The results of this study show that homocysteine is stable in DBS at room temperature for 24 h, followed by a small but consistent decrease by day 3 and a more modest reduction after 28 days of storage. This is acceptable for the purposes of a screening program in which the samples are sent by mail to the laboratory. A possible explanation for the stability is that during the process of drying the blood on the filter paper, the enzymes in the sample become denatured as a result of dehydration. The continuous enzymatic production of homocysteine that occurs in vitro may therefore be inhibited in dried whole blood. The slight decrease in homocysteine concentration between days 1 and 28 may be attributable to bacterial breakdown of amino acids in the sample.
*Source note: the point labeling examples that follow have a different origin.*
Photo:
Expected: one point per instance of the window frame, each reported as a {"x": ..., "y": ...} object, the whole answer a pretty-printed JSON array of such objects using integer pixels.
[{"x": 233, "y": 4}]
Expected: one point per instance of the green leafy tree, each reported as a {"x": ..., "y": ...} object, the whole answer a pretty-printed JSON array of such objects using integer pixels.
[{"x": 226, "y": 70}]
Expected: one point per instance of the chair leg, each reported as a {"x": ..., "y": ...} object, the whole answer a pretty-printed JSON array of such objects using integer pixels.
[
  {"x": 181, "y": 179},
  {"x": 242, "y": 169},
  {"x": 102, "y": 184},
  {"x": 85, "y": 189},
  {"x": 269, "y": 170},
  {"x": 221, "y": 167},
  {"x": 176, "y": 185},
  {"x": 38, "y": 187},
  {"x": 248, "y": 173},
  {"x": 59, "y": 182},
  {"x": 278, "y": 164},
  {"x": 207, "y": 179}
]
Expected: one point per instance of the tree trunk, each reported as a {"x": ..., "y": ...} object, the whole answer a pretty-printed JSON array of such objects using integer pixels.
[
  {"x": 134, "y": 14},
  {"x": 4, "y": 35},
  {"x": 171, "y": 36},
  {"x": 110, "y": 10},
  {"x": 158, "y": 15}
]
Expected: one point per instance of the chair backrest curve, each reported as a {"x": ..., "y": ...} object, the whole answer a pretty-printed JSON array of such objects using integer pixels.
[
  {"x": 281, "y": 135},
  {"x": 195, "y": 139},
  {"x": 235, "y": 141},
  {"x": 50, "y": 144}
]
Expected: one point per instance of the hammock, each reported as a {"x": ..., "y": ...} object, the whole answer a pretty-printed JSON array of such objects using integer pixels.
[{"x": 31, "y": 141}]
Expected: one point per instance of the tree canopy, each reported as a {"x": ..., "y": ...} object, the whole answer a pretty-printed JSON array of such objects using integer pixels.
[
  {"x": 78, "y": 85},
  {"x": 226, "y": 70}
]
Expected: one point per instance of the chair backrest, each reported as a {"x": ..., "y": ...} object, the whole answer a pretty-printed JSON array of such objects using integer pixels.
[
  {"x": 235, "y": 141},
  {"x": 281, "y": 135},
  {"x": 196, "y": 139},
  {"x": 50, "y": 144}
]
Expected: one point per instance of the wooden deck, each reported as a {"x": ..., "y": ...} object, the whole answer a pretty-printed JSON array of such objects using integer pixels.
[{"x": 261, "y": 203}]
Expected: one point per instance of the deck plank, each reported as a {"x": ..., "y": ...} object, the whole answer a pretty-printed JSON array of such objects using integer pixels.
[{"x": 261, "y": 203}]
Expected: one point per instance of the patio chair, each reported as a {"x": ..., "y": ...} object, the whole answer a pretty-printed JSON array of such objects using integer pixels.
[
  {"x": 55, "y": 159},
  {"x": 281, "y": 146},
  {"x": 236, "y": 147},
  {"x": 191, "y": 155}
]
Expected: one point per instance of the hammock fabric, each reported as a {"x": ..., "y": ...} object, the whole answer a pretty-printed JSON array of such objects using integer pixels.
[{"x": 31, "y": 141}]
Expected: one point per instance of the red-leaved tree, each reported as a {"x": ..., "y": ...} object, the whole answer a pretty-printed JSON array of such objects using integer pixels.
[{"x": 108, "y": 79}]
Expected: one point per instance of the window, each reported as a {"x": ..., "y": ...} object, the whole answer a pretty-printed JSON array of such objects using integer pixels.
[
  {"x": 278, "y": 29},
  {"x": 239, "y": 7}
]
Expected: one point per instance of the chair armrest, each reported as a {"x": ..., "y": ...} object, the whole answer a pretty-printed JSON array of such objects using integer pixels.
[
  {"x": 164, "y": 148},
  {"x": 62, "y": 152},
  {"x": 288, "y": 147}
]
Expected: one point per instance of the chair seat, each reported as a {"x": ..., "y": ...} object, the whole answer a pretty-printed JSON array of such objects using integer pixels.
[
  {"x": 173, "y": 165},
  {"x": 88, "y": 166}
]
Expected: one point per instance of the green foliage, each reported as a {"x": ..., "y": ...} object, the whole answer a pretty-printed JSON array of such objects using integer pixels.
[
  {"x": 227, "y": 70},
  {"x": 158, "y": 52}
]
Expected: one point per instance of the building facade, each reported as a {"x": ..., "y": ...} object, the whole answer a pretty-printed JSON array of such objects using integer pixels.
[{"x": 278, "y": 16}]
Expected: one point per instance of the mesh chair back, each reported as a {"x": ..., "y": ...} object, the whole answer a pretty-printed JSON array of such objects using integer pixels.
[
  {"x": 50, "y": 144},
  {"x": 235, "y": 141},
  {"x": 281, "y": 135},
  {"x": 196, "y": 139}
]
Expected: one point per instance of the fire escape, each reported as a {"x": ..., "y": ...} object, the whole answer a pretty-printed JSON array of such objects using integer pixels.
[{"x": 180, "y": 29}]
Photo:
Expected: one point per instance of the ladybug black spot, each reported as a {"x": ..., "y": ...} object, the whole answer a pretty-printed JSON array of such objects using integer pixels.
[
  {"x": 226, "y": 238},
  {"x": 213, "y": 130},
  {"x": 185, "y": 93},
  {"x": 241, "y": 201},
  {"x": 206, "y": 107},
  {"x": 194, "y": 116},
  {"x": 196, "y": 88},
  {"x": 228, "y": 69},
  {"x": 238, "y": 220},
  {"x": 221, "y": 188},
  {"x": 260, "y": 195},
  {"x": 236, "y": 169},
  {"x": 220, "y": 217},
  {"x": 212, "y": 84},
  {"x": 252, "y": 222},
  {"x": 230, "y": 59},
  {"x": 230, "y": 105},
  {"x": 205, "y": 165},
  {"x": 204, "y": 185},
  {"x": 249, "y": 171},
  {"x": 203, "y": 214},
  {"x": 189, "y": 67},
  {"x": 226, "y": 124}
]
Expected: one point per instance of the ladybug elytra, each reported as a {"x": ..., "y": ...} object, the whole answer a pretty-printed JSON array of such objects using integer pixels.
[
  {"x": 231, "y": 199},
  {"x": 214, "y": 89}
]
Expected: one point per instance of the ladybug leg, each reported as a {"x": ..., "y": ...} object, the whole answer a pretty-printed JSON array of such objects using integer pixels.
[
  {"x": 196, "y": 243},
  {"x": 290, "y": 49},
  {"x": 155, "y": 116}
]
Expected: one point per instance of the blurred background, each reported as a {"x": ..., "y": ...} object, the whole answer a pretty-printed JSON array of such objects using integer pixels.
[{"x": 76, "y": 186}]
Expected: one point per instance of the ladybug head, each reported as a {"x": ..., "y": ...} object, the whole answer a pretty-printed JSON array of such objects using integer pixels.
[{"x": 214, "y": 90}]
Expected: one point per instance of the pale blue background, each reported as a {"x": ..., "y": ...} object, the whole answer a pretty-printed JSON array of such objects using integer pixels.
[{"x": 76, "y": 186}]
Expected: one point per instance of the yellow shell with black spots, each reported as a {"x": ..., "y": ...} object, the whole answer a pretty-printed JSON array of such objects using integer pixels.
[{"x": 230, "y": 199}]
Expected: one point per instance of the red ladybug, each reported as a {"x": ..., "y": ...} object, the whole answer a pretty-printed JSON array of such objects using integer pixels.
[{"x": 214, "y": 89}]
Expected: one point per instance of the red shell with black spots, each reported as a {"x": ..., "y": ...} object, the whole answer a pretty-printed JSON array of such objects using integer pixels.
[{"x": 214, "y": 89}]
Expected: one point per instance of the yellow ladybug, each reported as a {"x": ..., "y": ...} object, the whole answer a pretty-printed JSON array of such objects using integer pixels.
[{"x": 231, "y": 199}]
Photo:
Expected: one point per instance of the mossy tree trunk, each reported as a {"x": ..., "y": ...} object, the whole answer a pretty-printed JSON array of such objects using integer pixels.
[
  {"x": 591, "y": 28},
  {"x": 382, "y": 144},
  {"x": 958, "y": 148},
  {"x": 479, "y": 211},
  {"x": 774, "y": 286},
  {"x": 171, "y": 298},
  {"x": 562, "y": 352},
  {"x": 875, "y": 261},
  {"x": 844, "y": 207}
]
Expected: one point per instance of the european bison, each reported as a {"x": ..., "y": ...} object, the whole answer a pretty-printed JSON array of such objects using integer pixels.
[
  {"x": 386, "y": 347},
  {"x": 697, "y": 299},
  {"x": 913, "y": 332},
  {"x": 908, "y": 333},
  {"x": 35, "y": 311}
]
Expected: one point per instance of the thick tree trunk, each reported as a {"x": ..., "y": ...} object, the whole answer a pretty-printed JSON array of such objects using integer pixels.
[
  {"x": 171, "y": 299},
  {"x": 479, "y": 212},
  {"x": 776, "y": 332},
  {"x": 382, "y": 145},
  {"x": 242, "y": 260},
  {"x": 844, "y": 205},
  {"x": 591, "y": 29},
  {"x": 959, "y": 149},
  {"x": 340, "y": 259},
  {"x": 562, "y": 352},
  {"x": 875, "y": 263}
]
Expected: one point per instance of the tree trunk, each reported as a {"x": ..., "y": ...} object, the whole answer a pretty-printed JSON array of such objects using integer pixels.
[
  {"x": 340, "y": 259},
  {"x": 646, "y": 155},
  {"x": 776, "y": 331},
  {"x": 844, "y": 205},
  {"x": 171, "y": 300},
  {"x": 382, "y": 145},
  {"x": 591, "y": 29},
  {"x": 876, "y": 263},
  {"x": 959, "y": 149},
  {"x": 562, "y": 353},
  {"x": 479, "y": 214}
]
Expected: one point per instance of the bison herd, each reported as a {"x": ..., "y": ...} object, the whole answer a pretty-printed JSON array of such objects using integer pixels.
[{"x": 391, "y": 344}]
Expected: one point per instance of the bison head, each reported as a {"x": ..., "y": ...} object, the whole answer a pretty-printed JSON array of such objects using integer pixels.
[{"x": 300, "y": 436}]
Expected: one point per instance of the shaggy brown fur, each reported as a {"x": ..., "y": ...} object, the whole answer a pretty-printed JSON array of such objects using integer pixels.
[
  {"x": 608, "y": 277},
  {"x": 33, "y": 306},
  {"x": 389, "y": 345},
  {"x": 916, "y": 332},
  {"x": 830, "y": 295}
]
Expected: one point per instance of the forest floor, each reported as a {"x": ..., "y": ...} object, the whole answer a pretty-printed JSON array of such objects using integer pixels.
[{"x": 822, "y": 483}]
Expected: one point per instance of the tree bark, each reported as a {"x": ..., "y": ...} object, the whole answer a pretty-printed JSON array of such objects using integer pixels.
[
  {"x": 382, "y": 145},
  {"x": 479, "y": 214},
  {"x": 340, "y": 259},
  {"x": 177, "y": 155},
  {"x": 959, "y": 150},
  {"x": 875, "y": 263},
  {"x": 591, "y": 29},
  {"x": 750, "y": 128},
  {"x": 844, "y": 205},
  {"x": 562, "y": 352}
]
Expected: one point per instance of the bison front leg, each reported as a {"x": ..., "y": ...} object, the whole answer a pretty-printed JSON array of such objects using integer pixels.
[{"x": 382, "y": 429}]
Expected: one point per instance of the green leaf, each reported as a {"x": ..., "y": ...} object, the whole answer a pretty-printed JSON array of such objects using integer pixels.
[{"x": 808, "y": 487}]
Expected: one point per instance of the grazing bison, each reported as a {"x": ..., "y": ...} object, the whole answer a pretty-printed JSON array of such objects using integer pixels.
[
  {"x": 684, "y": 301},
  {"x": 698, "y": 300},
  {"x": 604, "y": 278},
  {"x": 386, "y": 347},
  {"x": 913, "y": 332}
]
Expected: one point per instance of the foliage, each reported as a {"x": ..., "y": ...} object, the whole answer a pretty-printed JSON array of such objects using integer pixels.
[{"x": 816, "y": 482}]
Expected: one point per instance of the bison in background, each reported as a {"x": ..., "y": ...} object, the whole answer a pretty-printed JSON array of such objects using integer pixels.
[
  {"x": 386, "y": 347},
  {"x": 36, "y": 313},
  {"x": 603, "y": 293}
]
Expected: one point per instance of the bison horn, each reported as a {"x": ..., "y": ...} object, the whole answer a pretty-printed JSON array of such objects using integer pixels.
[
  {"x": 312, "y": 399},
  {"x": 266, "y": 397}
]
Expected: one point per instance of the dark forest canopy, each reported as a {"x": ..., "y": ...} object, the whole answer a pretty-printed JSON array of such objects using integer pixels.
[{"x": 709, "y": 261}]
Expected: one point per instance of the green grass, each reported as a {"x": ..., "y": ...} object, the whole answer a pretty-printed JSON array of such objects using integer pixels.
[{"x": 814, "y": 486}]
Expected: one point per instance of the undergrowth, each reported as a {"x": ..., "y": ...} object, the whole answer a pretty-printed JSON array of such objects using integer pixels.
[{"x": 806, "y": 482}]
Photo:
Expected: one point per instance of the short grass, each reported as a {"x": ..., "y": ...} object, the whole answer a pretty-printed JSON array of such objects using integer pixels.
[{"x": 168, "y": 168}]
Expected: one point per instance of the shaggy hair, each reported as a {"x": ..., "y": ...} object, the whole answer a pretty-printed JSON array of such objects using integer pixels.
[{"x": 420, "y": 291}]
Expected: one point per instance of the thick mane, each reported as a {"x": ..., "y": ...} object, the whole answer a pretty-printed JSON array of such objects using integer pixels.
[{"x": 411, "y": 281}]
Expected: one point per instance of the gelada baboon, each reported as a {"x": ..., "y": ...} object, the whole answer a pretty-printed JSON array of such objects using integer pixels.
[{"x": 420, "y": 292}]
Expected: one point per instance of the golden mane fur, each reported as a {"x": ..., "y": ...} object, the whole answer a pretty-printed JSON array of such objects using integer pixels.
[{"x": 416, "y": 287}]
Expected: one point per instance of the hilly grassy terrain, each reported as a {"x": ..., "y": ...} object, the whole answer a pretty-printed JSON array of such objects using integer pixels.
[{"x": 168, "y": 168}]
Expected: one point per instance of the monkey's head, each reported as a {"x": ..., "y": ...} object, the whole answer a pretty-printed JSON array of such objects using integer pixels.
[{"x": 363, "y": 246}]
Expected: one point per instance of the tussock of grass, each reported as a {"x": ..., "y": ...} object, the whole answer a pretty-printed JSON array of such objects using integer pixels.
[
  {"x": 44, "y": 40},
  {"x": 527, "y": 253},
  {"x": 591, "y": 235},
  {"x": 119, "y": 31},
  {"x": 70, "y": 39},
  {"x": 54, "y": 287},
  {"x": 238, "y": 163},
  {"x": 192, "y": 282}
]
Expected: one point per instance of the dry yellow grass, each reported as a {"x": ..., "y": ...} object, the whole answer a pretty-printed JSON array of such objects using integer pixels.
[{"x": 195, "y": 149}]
Further investigation into the analysis of homocysteine in the diagnosis of neonatal homocystinuria is required; for example, the concentration of homocysteine in blood of neonates with CBS deficiency needs to be determined followed by establishment of appropriate diagnostic cutoff values. However, for neonatal screening of homocystinuria by measurement of blood spot homocysteine to be considered, it is important to establish the suitability of these samples for homocysteine analysis. We have described a method that is robust, reproducible, and suitable for the detection of increased homocysteine concentrations and have demonstrated that homocysteine is sufficiently stable in DBS to meet the requirements of a screening program.